„Himmelhoch jauchzend, zu Tode betrübt“ ist eine oft genannte Redewendung, die Stimmungsschwankungen zum Ausdruck bringt. Fast jede Person unterlag schon einmal sogenannten Stimmungsschwankungen, in denen sie sich zuerst euphorisch und im nächsten Moment pessimistisch, hilflos fühlte.
Jugendliche nennen es häufig ihre „Depri-Phase“, wenn sie in einem Stimmungstief stecken. Hierbei ist es jedoch schwierig eine eindeutige Diagnose bei Jugendlichen zu stellen, da depressive Verstimmungen während der Pubertät auch häufig normal sind. Trotzdem sollte solchen Symptomen (z.B. Traurigkeit, Angst, Gefühle des Versagens) auch ernsthaft nachgegangen werden, da besonders im Jugendalter eine hohe Depressivitätsgefährdung besteht.
Ein depressiver Zustand wird durch seine Dauerhaftigkeit und Intensität gekennzeichnet. Dabei spielt das Vorhandensein zusätzlicher Beeinträcht igungen eine große Rolle. Ich habe mich einerseits für das Thema Depressionen entschieden, da diese Krankheit auch mich bzw. unter normalen Umständen aufgewachsene Menschen betreffen können. Andererseits ist nach meiner Ansicht das Wissen über die Depression ein Muss in der Heimerziehung, da besonders hier vorbelastete Jugendliche aufeinandertreffen, deren Entwicklung von problematischen Ereignissen geprägt wurde bzw. wird.
Ziel dieser Studienarbeit ist es, meine Kenntnisse über die Krankheit Depression zu erweitern und dem Leser die Möglichkeit zu geben, Merkmale im Geschriebenen wiederzuerkennen, die sich auf seine eigene Person oder seine Arbeit in der Praxis
Im ersten Teil meiner Studienarbeit informiere ich über die verschiedenen Erscheinungs formen und Ursachen der Depression und gebe dabei einen Überblick über depressive Symptome im Jugendalter.

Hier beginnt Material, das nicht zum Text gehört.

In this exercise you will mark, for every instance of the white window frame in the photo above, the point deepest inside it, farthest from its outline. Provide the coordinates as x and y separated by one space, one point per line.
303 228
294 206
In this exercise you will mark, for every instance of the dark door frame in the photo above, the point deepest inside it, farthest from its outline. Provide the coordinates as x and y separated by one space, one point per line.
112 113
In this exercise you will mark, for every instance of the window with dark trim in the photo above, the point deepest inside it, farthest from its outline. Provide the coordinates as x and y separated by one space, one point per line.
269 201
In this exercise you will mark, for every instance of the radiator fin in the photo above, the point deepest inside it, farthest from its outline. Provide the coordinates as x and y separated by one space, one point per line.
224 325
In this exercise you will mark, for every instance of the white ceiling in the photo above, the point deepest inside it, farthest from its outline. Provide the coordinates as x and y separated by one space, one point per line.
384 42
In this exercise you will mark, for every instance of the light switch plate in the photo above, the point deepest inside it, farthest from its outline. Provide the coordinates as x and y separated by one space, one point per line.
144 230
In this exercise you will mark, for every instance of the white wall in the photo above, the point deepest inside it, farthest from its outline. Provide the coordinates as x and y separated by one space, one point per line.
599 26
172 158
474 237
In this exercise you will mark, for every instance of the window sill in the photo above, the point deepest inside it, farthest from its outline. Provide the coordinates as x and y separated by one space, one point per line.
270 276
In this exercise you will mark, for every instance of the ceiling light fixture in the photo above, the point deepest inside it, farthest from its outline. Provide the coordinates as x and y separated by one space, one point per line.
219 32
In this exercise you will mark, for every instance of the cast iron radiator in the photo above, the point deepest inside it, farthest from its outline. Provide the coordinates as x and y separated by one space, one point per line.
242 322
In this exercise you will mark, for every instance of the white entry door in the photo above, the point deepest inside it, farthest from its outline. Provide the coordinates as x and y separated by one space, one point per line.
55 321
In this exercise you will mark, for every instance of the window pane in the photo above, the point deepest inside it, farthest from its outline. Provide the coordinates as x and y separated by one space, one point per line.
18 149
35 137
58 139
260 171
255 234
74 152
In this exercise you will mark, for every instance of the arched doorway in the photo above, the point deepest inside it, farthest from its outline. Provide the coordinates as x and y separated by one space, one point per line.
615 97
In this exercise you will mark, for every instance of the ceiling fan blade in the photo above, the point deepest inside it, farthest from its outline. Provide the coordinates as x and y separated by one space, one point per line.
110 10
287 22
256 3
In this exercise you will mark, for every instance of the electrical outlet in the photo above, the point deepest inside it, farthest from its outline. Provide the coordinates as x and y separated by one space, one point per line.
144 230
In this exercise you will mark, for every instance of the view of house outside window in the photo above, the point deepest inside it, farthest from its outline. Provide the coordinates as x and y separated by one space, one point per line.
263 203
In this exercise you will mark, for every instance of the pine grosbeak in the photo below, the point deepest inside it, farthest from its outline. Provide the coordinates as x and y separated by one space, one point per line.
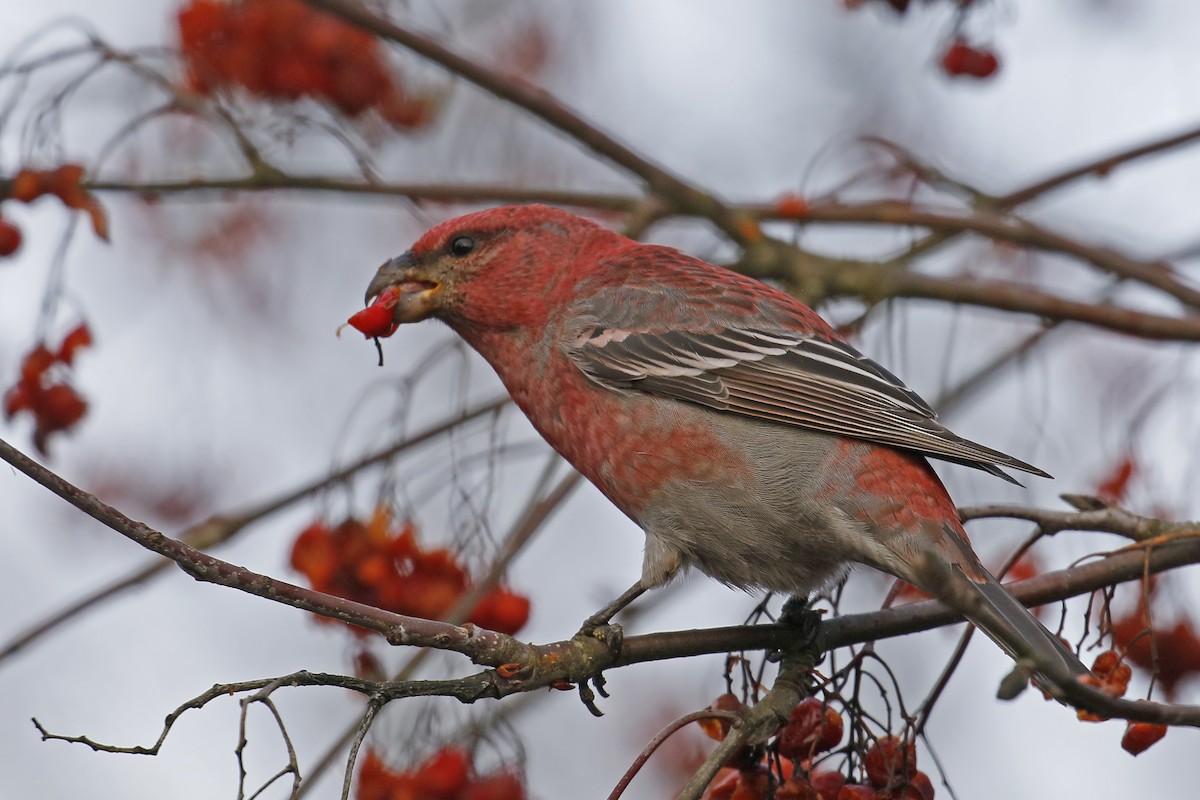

Im letzten Teil führe ich ein Fallbeispiel meiner Einrichtung unter Anwendung einiger Phasen der sozialen Einzelhilfe an, um die Thematik auch praxisorientiert zu beleuchten.
1. Zum Begriff Depression
1.1 Definition des Begriffes
Depressionen (von dem lateinischen Wort „deprimere“ = herunter-, niederdrücken) sind mehr als gelegentliche Stimmungstiefs und gekennzeichnet durch die Dauerhaftigkeit und Intensität des depressiven Zustands. Nehmen Stimmungstiefs (z.B. Traurigkeit, Hilflosigkeit), die das eigene Verhalten beeinträchtigen, an Stärke und Dauer zu, so kann von einer Depression gesprochen werden (vgl. Nevermann 2001, S. 11 ff.). „In der Depression ist der Mensch kaum fähig, das wahrzunehmen, was das Leben angenehm macht, sich an Angenehmen zu freuen und es zu genießen, das zu denken und zu tun, was seinem Leben Sinn gibt.“ (Kaufmann-Mall 1996, S. 10)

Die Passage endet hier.